Tang, who will graduate at the end of 2021, says he sees nothing incongruous between his studies — he’s researching the relationship between humans and the microbial species that live in and on us — and his gaming passion. The limitations the game imposes on players force them to be creative and to think outside the bounds of normal game play, he says, noting those qualities are also valuable in scientific research.

“The work is really complementary,” Tang says. “When I feel, sometimes, that graduate work is being frustrating and I feel as if I’ve hit a bit of a snag… I find it relieving to pivot from real-life work to building in Minecraft.”

A depiction of Hatley Park as seen in Minecraft.

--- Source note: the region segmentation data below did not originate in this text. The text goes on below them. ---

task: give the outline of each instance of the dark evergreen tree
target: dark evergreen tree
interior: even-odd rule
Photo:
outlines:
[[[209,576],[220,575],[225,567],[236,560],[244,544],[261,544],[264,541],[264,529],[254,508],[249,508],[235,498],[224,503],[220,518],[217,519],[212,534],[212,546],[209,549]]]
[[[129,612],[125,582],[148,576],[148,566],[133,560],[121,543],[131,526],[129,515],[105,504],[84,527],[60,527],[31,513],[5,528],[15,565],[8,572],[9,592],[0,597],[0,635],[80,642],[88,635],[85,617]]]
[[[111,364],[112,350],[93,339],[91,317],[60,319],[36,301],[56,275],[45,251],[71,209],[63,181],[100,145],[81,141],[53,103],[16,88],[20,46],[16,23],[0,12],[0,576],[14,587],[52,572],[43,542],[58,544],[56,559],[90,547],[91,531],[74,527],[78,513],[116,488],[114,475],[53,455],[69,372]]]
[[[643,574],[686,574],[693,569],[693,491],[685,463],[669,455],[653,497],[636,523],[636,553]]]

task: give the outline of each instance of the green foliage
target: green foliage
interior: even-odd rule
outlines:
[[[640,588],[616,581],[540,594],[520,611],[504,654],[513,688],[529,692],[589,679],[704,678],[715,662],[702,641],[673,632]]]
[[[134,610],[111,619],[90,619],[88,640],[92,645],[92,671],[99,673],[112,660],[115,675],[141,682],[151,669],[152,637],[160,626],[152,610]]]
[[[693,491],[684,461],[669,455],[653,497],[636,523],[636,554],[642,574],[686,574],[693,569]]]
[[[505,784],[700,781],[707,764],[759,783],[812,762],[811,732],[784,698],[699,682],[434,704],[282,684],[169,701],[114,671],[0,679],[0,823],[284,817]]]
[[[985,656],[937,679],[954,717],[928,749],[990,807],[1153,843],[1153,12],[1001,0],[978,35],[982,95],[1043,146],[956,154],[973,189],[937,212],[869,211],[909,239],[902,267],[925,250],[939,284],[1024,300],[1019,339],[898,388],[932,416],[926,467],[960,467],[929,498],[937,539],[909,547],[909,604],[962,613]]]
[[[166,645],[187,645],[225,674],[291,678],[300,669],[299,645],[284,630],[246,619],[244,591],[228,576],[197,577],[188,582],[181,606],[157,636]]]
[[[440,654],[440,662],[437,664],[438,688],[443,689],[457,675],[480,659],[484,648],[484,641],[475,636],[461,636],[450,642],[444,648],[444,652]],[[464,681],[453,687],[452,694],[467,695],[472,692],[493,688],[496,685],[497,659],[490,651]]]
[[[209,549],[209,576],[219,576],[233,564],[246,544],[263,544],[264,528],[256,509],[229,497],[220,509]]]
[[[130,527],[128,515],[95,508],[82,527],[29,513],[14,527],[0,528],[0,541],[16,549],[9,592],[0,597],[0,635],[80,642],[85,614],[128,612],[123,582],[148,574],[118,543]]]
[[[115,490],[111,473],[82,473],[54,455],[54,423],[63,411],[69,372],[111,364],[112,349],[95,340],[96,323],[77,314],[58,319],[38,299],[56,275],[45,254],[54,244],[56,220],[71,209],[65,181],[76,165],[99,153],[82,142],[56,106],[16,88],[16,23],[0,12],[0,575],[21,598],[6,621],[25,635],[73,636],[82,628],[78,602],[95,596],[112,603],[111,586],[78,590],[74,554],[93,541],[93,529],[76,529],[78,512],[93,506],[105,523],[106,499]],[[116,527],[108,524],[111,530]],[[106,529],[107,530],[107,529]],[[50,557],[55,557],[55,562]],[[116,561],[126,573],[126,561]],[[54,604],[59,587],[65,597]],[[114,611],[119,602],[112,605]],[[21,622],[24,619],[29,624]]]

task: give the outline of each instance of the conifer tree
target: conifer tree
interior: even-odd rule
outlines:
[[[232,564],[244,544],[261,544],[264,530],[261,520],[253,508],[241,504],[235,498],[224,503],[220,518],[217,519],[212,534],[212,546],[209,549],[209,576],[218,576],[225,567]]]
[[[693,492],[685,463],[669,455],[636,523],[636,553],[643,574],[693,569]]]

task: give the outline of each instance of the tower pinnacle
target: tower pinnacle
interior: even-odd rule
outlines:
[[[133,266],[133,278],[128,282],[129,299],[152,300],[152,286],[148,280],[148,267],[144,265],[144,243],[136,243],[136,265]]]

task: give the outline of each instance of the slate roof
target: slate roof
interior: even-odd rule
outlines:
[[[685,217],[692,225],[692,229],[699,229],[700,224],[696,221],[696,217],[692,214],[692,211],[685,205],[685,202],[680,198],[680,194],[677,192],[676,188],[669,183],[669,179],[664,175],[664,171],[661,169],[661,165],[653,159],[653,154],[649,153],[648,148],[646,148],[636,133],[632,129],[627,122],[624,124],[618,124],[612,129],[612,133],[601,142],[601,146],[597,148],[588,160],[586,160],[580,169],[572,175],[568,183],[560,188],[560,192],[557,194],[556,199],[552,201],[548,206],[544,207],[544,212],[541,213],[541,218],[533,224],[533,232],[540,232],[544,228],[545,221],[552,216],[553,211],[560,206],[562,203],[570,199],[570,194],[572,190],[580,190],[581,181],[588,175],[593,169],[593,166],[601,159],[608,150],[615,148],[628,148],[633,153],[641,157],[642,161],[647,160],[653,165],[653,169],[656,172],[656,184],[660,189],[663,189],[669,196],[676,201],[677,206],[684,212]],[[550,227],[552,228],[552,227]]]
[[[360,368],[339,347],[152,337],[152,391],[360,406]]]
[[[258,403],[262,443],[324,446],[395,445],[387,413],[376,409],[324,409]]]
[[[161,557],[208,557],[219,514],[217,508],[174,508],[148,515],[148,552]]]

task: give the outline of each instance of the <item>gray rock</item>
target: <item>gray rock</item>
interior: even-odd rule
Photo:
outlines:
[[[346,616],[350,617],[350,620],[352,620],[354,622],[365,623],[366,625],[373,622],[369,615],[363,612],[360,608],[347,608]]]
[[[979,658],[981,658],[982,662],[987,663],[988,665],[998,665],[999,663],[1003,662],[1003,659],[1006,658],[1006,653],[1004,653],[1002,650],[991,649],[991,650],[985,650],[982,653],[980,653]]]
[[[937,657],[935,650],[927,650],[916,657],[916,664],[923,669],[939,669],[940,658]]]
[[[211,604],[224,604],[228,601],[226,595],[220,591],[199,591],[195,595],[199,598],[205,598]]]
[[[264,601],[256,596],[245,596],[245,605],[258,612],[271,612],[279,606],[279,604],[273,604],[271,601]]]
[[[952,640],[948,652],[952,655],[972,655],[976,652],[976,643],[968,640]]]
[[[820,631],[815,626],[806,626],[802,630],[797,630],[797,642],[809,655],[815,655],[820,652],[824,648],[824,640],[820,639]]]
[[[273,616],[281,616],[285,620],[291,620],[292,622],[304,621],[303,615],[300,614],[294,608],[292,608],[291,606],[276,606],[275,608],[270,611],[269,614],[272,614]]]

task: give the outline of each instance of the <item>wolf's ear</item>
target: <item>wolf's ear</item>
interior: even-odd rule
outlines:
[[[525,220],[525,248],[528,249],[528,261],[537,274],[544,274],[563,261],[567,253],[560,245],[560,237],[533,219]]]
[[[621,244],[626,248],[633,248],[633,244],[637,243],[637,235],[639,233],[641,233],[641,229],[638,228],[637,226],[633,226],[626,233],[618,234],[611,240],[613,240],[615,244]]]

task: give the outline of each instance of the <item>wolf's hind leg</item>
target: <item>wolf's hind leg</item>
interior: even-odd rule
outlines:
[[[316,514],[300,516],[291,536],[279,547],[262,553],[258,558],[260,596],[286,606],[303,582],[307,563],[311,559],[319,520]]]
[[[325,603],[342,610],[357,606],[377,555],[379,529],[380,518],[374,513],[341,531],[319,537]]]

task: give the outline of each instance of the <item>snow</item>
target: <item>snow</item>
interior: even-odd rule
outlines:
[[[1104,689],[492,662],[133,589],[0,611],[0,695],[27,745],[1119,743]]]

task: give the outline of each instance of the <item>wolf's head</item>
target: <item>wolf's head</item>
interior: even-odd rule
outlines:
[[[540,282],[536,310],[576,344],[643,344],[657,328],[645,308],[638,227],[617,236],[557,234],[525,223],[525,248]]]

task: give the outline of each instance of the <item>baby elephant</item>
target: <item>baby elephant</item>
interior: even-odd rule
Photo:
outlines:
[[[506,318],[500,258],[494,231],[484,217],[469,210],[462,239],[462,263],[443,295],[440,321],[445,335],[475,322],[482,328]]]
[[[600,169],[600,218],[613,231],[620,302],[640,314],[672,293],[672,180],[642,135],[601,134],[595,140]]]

Says Seeman of Tang’s work: “I was struck by how pretty [the renderings] were, what a detailed recreation he’d done.

“This is a really good example of the marriage of arts and archives, creativity and bringing in historical records to create something new,” she says, noting many people access Royal Roads’ archival records through an online database.

“I’m always really fascinated by the ways archives get used because my principal raison d’être is to make records available long-term and provide access to those records.

“As an archivist, you can never predict how records will be used in the future. And that’s part of what I enjoy so much about my job… seeing how people will reinterpret the records and give them new life and new meaning.”